What do you hope to do next?

Multi-domain monoclonal antibodies are far more complex than small molecule drugs with various intrinsic heterogeneities that are typically well characterized for identity and bioactivity. The critical quality attributes (CQAs) of a mAbs, include product-related variants i.e., aggregation, charge variant and glycosylation. Keeping this in view, my next proposed work intended to understand the precise molecular mechanism underlying the structure-function relationship during the aggregation process.

Where do you seek scientific inspiration?

Science is a way of life, a zestful drive that allows researchers to fuel their dreams into reality. Since childhood, I have been motivated by a fascination for science and a burning desire for enquiry. I gained my scientific inspiration from my mentors Prof. Nibhriti Das (PhD guide) and Prof. Anurag S Rathore (Postdoc guide). They are amazing persons I ever met, and they are my continuous inspirational source in my research career.

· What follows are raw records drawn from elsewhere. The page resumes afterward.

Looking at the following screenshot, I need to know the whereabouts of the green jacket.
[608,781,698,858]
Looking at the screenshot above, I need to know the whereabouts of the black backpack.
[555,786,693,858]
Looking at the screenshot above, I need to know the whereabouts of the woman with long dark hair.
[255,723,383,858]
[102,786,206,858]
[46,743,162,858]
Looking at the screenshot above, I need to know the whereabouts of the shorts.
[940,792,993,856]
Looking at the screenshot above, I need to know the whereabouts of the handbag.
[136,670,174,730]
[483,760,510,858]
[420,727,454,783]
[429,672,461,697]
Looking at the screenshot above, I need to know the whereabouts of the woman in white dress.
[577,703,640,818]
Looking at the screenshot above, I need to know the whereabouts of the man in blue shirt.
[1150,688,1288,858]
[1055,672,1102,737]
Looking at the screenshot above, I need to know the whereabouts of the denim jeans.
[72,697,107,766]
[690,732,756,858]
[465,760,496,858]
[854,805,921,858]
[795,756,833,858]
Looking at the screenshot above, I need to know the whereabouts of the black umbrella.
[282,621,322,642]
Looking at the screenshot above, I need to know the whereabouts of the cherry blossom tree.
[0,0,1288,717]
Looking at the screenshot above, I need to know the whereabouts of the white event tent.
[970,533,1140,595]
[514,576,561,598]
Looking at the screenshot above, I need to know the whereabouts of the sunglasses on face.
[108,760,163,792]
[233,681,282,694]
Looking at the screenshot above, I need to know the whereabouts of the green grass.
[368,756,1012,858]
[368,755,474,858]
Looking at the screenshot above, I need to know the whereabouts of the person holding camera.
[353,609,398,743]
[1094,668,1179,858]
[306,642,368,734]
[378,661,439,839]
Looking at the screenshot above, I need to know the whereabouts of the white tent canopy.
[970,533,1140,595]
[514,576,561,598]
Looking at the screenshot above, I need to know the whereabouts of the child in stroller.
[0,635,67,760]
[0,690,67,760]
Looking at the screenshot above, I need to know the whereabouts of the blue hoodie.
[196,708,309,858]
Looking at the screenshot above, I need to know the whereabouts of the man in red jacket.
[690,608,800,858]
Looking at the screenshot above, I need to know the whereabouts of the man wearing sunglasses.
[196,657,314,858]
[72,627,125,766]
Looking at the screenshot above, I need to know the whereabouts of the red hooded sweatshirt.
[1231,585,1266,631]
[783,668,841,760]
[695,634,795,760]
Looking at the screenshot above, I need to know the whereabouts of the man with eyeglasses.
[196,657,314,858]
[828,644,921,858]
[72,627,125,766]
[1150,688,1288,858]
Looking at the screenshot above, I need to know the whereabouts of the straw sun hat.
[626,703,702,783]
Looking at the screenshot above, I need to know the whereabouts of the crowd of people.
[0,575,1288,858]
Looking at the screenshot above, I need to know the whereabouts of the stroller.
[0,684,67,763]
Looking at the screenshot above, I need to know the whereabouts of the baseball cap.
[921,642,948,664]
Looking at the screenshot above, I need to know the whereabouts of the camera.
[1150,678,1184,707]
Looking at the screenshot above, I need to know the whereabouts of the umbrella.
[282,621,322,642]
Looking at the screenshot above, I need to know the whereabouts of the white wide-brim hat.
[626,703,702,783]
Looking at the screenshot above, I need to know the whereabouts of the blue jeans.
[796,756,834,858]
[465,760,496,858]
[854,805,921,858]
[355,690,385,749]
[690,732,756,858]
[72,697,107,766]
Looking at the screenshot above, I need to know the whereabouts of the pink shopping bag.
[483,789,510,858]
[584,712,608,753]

How do you intend to help Indian science improve?

I believe my passion, expertise, knowledge, and skills will help develop and further advance the Indian scientific vision in the domains of affordable biotherapeutics and drug discovery. I hope that my research reaches out to a broader audience and is accessible to all.

Reference

Bansal R#, Dash R#, and Rathore AS. Impact of mAb Aggregation on its Biological Activity: Rituximab as a Case Study”. J Pharm Sci. 2020; 109(9): 2684- 2698. doi.org/10.1016/j.xphs.2020.05.015. #equal contribution.